Clinical implications
Increasing androstenedione levels are observed at the onset of puberty, but gradually begin to decline after age 30. Elevated levels in women occur in pregnancy, polycystic ovary syndrome (PCOS), congenital adrenal hyperplasia (CAH), hirsutism, virilization, and in tumors of the adrenal glands and gonads.⁵ In addition, elevated androstenedione levels often exist in conjunction with female infertility, as excess production interferes with follicle development, ovulation and cervical mucus production.

On the other hand, decreased androstenedione levels are often observed in cases of male infertility, as insufficient levels cause a reduction in sperm count. Decreased levels are also seen in women throughout the postmenopausal period and in aging men as a result of decreased aromatization.

Androstenedione is sold without a prescription as a dietary supplement in the US and UK. As a therapeutic agent, it is described in the literature as providing beneficial effects such as increased strength, well-being, libido and quality of life, as a result of increased basal testosterone levels.^6,7 Concerns exist, however, regarding the medical consequences of its administration, since anabolic steroids can have potentially dangerous side effects, such as high blood pressure, liver damage and cancer.

New DPC assays
DPC is now offering IMMULITE^®/IMMULITE^® 1000 Androstenedione and IMMULITE^® 2000 Androstenedione, in addition to the existing Coat-A-Count^® Direct Androstenedione assay, for added laboratory efficiency and flexibility in the measurement of this pivotal steroid.

References
1. Horton R, Tate JF. Androstenedione production and interconversion rates measured in peripheral blood and studies on the possible site of conversion to testosterone. J Clin Invest 1966:45:301-33.

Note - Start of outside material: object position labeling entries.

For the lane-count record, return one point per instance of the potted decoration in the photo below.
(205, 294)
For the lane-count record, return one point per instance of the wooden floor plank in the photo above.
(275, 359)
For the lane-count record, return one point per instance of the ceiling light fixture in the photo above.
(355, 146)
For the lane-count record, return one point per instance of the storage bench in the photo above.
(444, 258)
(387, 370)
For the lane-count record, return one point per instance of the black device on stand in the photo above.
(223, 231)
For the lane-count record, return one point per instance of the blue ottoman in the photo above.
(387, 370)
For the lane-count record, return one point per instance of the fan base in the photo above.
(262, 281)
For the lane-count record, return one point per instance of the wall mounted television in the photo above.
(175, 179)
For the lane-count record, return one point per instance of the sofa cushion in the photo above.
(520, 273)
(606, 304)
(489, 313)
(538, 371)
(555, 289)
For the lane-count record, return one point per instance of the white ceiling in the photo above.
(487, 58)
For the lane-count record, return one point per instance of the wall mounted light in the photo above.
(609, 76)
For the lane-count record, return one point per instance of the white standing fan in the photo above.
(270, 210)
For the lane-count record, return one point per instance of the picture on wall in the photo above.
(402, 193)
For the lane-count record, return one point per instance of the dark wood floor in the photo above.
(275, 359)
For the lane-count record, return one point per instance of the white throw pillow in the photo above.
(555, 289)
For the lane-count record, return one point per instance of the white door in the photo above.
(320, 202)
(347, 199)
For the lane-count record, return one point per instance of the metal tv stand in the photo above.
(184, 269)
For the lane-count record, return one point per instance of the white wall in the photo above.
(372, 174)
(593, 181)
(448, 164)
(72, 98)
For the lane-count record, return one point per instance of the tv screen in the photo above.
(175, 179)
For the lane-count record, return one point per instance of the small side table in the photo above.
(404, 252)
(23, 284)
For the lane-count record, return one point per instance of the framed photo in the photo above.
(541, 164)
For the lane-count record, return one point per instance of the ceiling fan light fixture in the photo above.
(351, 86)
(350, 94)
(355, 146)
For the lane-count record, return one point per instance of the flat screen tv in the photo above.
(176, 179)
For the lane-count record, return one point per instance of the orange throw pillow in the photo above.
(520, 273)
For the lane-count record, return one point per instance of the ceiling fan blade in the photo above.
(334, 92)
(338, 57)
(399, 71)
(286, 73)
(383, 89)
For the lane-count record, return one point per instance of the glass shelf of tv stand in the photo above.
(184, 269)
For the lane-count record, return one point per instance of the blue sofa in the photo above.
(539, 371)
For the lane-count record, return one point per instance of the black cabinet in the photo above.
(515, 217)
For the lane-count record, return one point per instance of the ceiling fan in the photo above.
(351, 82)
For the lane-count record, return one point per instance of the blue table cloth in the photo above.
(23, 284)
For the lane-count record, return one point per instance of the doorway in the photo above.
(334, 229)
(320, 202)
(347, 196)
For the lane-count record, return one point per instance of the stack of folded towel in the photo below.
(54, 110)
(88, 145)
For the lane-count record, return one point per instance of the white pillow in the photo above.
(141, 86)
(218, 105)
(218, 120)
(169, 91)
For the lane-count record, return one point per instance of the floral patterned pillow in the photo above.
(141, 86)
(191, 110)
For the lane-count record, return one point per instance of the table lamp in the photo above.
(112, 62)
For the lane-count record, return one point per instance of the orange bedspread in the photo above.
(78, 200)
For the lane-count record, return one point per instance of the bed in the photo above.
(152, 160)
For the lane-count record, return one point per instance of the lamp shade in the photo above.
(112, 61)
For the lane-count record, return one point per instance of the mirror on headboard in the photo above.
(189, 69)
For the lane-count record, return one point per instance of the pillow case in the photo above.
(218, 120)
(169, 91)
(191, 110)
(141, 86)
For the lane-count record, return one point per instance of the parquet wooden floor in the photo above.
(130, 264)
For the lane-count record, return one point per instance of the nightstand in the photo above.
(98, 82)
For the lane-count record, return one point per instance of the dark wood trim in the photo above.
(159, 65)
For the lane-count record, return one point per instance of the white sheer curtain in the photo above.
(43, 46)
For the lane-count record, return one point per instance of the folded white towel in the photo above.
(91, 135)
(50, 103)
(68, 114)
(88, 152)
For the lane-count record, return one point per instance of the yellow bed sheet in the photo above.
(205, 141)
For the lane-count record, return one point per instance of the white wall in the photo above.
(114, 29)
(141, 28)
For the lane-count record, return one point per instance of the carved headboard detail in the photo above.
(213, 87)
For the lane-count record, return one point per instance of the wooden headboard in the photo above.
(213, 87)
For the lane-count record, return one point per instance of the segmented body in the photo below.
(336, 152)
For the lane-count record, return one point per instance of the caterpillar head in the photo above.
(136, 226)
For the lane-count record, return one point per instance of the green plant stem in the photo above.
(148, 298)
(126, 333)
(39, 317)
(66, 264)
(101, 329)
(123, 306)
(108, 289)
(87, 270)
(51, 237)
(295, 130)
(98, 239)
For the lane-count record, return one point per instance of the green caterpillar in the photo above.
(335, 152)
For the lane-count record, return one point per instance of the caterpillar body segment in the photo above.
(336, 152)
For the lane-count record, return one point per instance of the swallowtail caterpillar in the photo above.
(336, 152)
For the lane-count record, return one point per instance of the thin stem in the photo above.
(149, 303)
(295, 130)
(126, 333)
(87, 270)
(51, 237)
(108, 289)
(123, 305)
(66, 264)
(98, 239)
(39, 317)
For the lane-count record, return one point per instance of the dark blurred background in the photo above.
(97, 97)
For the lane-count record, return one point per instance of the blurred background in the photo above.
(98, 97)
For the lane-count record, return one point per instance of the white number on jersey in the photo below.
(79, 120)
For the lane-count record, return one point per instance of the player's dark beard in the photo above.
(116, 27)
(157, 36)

2. Longcope C, Kato T, Horton R. Conversion of blood androgens to estrogens in normal adult men and women. J Clin Invest 1969:48:2191-201.

3. Weinstein RL, Kelch RP, Jenner MR, Kaplan SL, Grumbach MM. Secretion of unconjugated androgens and estrogens by the normal and abnormal human testis before and after human chorionic gonadotropin. J Clin Invest 1974:53:1-6.

4. Mahesh VB, Greenblatt RB. The in-vivo conversion of dehydroepiandrosterone and androstenedione to testosterone in the human. Acta Endocrinol 1962:41:400-6.

5. Mango D, Scirpa P, Battaglia F, Tartaglia E, Manna P. Diagnostic significance of steroid hormones in patients with ovarian cancer. J Endocrinol Invest 1986:9(4):307-14.

6. Leder BZ, Leblanc KM, Longcope C, Lee H, Catlin DH, Finkelstein JS. Effects of oral androstenedione administration on serum testosterone and estradiol levels in postmenopausal women. J Clin Endocrinol Metab 2002:87:5449-54.

7. Kicman AT, Bassindale T, Cowan DA, Dale S, Hutt AJ, Leeds AR. Effect of androstenedione ingestion on plasma testosterone in young women; a dietary supplement with potential health risks. Clin Chem 2003:49:167-9.